More insidious are other types of idols we create, especially those generating so little ink that we remain unaware of their existence and therefore oblivious to their damage. These kinds of idols can be misrepresentations of God, of ourselves, of Catholic teaching, or any combination.
One example is the idol of perfection. We believe that if were are perfect, then we are worthy of love. Since such perfection is unattainable in this life we endlessly strive after an impossible goal while being endlessly reminded of how unlovable we are. You may know the refrain: "If people really knew me, they wouldn’t love me anymore." This applies to God as well. We believe God can tolerate us when we sin, but God can only truly love us if we are the epitome of the perfect Catholic (by a narrow definition of "perfect Catholic").
So we create a molten idol of perfection, a god before which we worship every day. And every night, we chastise ourselves for falling so far short. We grow farther away from God, believing God would want to enter into a deep relationship with such an unworthy creature.
Jesus weeps for us because we are like sheep without a shepherd, chasing a molten image of God based on human ideas of perfection instead of listening to the Gospel truth. We keep looking up to heaven for the enthroned judge of all, wondering why God is so far away, instead of getting in touch with the real God, the immanent God who became incarnate in our world and who loves us beyond anything we can comprehend.
We need to dismantle such idols and turn the broken shards over to God to be recast into gifts of love, acceptance, challenge, and hope. If I were already perfect, I would have no need of God. In my flaws, in my sins, in my weakness, God can act even more strongly if I allow it. (As St. Paul says, "When I am weak, then I am strong.") In fact, admitting my own imperfections helps others admit theirs. Embodying the unconditional everlasting love of God in the midst of my weakness witnesses to those whose idols still stand but who long to melt them down. Jesus can work through me to help cast out demons from those held in the grip of unworthiness, fear, perfectionism, self-loathing, and grief.

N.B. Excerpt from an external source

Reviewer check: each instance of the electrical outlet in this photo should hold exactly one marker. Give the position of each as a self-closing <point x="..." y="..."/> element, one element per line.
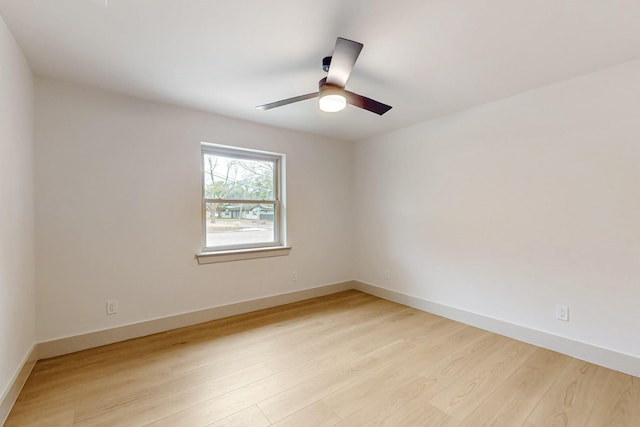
<point x="112" y="306"/>
<point x="562" y="312"/>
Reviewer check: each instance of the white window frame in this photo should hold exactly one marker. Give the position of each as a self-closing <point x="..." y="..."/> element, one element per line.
<point x="278" y="247"/>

Jesus tells us the harvest is abundant but laborers are few. Perhaps that is because of all the false idols we spend our time, energy, and money worshipping. Perhaps we need to create a new "idol" that we actively strive to please every day – an idol of vulnerability and love. If we worshipped that idol as actively as we worship celebrities, perhaps our Catholic Christian communities could be places where the imperfect are welcomed and affirmed, where sinners come to the table, where those cast out are brought in, and every single one of us is assured of the unconditional, unimaginable, overflowing love of God for us. Perhaps we could work toward becoming parishes not of perfect people but of perfect love, where we cast out demons, heal the suffering, and lay down our lives for each other. Think of the harvest we could reap in our church and our world if we did that.
An idol made of vulnerability and love is truly worthy of our worship. In fact, though, it is not an idol at all. It is Jesus. Believe in his Gospel. Believe in God’s ability to work through your imperfections and weakness. Dismantle false idols and turn them over to God. Then go out into the fields to plant, nurture, water, and harvest. We need more laborers.